If so then I think we might need to use divideCeil from MathExtras.h here. Otherwise, with the code as is, a 1 would result in DerefSizeInBytes of 0.

1181

left over dev comment?

1300

Same question about bit sizes and divisions here.

aprantl added inline comments.
llvm/lib/CodeGen/LiveDebugValues/InstrRefBasedImpl.cpp
1175

Would using a PointerSizeInBits instead help?

dblaikie added inline comments.Jul 31 2023, 9:51 AM
llvm/lib/CodeGen/LiveDebugValues/InstrRefBasedImpl.cpp
1177–1178

Could you clarify/rephrase the "output will identify a flawed location" - I don't understand what you mean by that & I'd have expected the failure here to be "absence of a location" rather than possibly incorrect locations ("flawed" I assume means "incorrect"?)
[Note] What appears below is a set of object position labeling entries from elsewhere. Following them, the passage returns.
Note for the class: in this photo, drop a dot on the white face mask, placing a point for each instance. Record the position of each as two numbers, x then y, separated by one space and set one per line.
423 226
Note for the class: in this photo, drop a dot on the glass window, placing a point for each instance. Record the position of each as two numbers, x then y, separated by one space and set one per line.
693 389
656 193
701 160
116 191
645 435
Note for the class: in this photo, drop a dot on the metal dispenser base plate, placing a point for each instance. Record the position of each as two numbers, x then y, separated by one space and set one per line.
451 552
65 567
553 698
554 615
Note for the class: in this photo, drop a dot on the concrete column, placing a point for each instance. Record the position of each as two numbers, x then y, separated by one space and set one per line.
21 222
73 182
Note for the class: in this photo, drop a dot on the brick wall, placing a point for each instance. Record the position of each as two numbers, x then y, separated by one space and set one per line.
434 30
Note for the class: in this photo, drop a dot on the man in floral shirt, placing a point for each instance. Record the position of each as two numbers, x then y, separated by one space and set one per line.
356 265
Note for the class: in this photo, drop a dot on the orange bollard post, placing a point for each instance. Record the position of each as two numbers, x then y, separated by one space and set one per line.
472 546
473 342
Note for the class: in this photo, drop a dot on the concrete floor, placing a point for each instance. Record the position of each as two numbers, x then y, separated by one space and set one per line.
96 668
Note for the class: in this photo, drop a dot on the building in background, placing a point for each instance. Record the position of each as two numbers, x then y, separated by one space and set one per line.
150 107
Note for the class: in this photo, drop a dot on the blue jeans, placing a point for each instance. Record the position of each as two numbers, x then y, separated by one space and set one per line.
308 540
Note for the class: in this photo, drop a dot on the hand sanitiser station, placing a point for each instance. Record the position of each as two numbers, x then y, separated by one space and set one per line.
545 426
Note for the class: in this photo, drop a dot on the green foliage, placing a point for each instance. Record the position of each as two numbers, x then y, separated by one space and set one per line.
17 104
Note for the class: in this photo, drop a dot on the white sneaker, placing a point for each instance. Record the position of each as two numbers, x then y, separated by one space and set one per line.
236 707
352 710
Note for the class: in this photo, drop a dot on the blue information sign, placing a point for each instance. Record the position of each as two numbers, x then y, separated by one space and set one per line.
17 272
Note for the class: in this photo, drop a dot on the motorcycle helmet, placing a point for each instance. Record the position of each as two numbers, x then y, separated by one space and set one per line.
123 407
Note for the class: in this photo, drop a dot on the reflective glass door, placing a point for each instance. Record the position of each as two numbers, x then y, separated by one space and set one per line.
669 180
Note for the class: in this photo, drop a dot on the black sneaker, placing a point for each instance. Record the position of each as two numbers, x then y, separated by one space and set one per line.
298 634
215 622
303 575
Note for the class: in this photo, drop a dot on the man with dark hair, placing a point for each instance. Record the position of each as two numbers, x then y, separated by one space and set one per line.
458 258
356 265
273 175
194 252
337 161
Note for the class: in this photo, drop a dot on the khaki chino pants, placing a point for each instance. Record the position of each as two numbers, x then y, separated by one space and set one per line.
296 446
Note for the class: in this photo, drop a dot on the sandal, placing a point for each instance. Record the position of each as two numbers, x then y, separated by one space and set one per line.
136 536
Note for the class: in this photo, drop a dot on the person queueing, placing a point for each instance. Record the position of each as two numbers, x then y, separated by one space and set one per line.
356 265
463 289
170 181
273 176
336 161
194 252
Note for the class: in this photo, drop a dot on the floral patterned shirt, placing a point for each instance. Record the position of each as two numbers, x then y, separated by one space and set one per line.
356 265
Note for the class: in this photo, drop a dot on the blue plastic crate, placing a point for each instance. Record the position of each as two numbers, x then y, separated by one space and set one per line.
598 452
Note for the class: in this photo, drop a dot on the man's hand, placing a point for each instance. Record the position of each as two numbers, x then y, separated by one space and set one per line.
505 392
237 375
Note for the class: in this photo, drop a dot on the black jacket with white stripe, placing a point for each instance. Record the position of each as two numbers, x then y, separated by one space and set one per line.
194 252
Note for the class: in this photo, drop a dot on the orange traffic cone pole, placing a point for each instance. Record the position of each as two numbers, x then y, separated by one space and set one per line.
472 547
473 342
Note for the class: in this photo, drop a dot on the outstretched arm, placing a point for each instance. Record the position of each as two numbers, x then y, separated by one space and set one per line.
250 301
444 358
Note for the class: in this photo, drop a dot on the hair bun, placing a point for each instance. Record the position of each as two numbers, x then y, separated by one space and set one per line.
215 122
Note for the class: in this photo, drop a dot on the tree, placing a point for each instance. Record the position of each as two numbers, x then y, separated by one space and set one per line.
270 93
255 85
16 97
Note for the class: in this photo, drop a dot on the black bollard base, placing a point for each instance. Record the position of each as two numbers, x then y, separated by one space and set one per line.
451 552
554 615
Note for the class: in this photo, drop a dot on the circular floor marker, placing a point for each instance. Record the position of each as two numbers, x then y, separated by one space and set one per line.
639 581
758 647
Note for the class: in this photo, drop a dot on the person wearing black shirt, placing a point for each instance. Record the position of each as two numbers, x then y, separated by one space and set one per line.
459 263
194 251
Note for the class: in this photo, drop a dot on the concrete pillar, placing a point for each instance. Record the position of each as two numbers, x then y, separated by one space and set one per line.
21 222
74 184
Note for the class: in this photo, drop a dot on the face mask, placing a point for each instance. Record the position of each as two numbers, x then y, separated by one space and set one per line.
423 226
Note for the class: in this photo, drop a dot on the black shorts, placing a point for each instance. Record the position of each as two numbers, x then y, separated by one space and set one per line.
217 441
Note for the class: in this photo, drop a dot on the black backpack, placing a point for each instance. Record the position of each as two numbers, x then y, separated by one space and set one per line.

llvm/test/DebugInfo/MIR/InstrRef/livedebugvalues_deref_size_too_big.mir
6

How would a plain DW_OP_deref work here - it'd still only be word-wide, right - so 64 bits, but the low 64 bit of a 128bit floating point value presumably isn't a valid floating point value, right?

jmorse planned changes to this revision.Sep 1 2023, 8:00 AM

Sorry for the month delay, I was wandering up some mountains,

Coming back to this with fresh eyes, I missed something in the reproducer from GH ticket -- I thought it was spilling an entire vector register to the stack, however...

push    rbp
mov     rbp, rsp
sub     rsp, 16
movsd   qword ptr [rbp - 8], xmm0
call    c()@PLT
movsd   xmm0, qword ptr [rbp - 8]       # xmm0 = mem[0],zero
call    b(double)@PLT
add     rsp, 16
pop     rbp
ret

... it's actually performing a partial spill of the lower parts of xmm0, a fact that is encoded in the opcode (movsd not mov) but missed by InstrRefBasedLDV. So there's an extra factor of "where does that information go missing" to build into a different patch.

llvm/lib/CodeGen/LiveDebugValues/InstrRefBasedImpl.cpp
1163

Yup, it's llvm/test/DebugInfo/MIR/InstrRef/deref-spills-with-size.mir and tests pretty much every combination of sizes and derefs.

1175

I suppose switching to using bits instead of bytes will remove a category of weirdness that can occur, will implement that,

1177–1178

Improved wording would be "There's a risk this is incorrect on big endian systems", however I'm going to back off this for a moment, see main comment.

llvm/test/DebugInfo/MIR/InstrRef/livedebugvalues_deref_size_too_big.mir
6

Hrrm. It's technically valid for x86 as the 128-bit-and-higher registers are all vectors, but baking that assumption in here guarantees it'll break something else. I'm going to back off from this for a moment (see main comment) and come back with a re-rationalised approach.